Reducing dependence on the dollar in global trade and foreign exchange reserves will have profound and multifaceted consequences for the United States. The most significant impact would be the loss of the “exorbitant privilege” that allows the U.S. to finance trade and budget deficits by printing dollars without facing severe short-term inflation. A decline in global demand for the dollar would increase the government’s borrowing costs and limit its fiscal flexibility. Politically, the critical leverage of U.S. financial sanctions—which heavily relies on dollar dominance and associated financial systems like SWIFT—would lose much of its effectiveness. This would erode Washington’s ability to exert unilateral pressure and weaken its geopolitical influence overall.

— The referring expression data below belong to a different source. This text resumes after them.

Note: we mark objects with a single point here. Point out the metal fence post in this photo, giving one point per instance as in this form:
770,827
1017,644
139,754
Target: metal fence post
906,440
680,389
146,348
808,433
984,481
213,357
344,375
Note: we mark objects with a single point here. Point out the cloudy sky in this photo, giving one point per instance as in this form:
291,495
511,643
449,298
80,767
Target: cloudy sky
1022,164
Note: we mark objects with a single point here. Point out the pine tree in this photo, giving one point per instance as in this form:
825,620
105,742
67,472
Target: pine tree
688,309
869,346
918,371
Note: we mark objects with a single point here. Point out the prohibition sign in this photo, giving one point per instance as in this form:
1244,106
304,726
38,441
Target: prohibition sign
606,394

To counter dollar dominance, BRICS employs a range of key tools and mechanisms. First, promoting bilateral trade in local currencies (such as China-Russia or China-Brazil agreements) eliminates the need for dollars in transactions. Second, expanding currency swaps between central banks to facilitate dollar-free exchanges and enhance the liquidity of national currencies. Third, strengthening alternative payment systems like Russia’s SPFS and China’s CIPS to bypass the SWIFT network. Fourth, increasing the share of gold in reserves as an asset independent of the dollar. Fifth, ambitious ideas include creating a common digital currency or a blockchain-based joint settlement mechanism, as well as developing independent financial institutions like the New Development Bank (NDB) to finance projects and issue bonds in local currencies outside the dollar-dominated system.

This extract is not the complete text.